Top AI researchers - many of whom are leading this very race - have repeatedly issued stark warnings about the potential dangers of Artificial General Intelligence. OpenAI's CEO, Sam Altman, has acknowledged that AGI "could either be the best thing to happen to humanity or the worst." Such are not casual remarks. They are bold statements from those shaping AI's future. And yet, despite these concerns, the race continues unchecked as no one wants to be the first to stop. Even when facing the unknown, the momentum of competition is too great.

And that is the paradox: We do not know where this will lead. Will AGI lead to an age of unprecedented prosperity? Or will it entrench power imbalances, destabilize societies, or even pose existential risks? We can only speculate. But if there is even the slightest possibility of catastrophic consequences, we have a responsibility to be prudent.

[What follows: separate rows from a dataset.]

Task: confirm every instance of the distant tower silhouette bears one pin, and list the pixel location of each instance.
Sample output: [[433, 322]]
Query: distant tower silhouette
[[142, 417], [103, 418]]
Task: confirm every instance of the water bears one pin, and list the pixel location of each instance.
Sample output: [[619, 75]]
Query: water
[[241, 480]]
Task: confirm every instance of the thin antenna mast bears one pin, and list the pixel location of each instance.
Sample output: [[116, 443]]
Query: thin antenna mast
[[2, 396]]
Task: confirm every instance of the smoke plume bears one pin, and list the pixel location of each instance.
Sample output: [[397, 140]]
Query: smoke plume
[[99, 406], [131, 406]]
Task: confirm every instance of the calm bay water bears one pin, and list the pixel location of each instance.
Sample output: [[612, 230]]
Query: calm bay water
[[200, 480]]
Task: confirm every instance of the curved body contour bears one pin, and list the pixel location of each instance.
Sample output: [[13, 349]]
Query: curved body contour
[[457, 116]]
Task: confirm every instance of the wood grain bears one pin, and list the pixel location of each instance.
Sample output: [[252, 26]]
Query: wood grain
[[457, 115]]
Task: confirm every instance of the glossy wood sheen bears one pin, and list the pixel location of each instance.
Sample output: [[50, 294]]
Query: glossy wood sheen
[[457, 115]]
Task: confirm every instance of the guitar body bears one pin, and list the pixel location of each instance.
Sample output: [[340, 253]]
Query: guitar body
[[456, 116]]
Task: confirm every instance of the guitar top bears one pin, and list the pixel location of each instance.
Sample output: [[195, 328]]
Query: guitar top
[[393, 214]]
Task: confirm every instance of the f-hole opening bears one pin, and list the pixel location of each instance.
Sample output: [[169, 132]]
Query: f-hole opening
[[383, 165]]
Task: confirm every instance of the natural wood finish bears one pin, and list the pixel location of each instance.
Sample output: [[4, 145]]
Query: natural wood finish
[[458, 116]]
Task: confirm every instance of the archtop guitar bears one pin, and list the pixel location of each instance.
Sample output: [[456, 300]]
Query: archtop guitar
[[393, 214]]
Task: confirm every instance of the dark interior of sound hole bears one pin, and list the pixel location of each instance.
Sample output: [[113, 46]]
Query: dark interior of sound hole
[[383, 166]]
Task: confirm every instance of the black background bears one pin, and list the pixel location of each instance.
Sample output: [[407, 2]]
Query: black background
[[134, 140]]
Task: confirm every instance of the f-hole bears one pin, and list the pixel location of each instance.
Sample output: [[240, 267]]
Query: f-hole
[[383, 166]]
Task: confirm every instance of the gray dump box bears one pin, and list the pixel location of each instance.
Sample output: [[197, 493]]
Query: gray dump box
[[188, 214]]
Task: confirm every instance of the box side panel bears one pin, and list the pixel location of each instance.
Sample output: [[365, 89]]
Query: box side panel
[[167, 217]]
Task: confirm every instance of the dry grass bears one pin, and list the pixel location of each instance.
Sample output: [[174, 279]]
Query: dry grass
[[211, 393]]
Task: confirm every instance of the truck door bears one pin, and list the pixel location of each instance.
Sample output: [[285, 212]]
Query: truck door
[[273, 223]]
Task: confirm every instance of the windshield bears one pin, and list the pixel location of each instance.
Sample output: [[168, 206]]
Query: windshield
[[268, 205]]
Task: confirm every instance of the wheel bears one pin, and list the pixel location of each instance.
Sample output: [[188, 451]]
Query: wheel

The Illusion of Progress and the Price We Pay

We have been taught to equate technological advancement with progress. Faster computers, smarter AI, more automation - each breakthrough is celebrated as another step forward. But forward toward what? We rarely stop to ask whether every technological leap actually improves human well-being. Some technologies create more problems than they solve, and others actively harm society.

History provides no shortage of examples. The 20th century saw the rise of nuclear weapons, developed in a race for military supremacy, leaving the world on the brink of destruction. Fossil fuel technology, which powered industrialization, has also driven climate change to a catastrophic point. AI surveillance tools, designed for national security and corporate efficiency, are now used to track and manipulate entire populations.

Yet, despite these lessons, we continue racing forward, believing that more technology will solve the problems caused by previous innovations. We almost never ask: Should we be building this in the first place?

Do We Really Need This Race?

For all the talk of inevitability, the system we live in is not dictated by physics or biology. The idea that competition must drive technology is not an unchangeable law - it is a human construct.

The way technological progress is framed today - as a race for dominance rather than a tool for collective well-being - is not the only way forward. What if, instead of structuring innovation as a battle for power, we designed it as a cooperative endeavor? Some might argue that competition drives efficiency, but history suggests that some of our most meaningful technological breakthroughs - vaccines, the internet, space exploration - were born from collaboration, not rivalry.

The lost Ark, in legend, was a source of divine power - whoever possessed it would hold an unimaginable advantage. Today's race for technological dominance mirrors that same old story. But maybe the real ark worth searching for is not another breakthrough that solidifies power, but a new way to think about progress itself - one that frees us from the illusion that we must always be chasing the next great treasure, no matter the cost.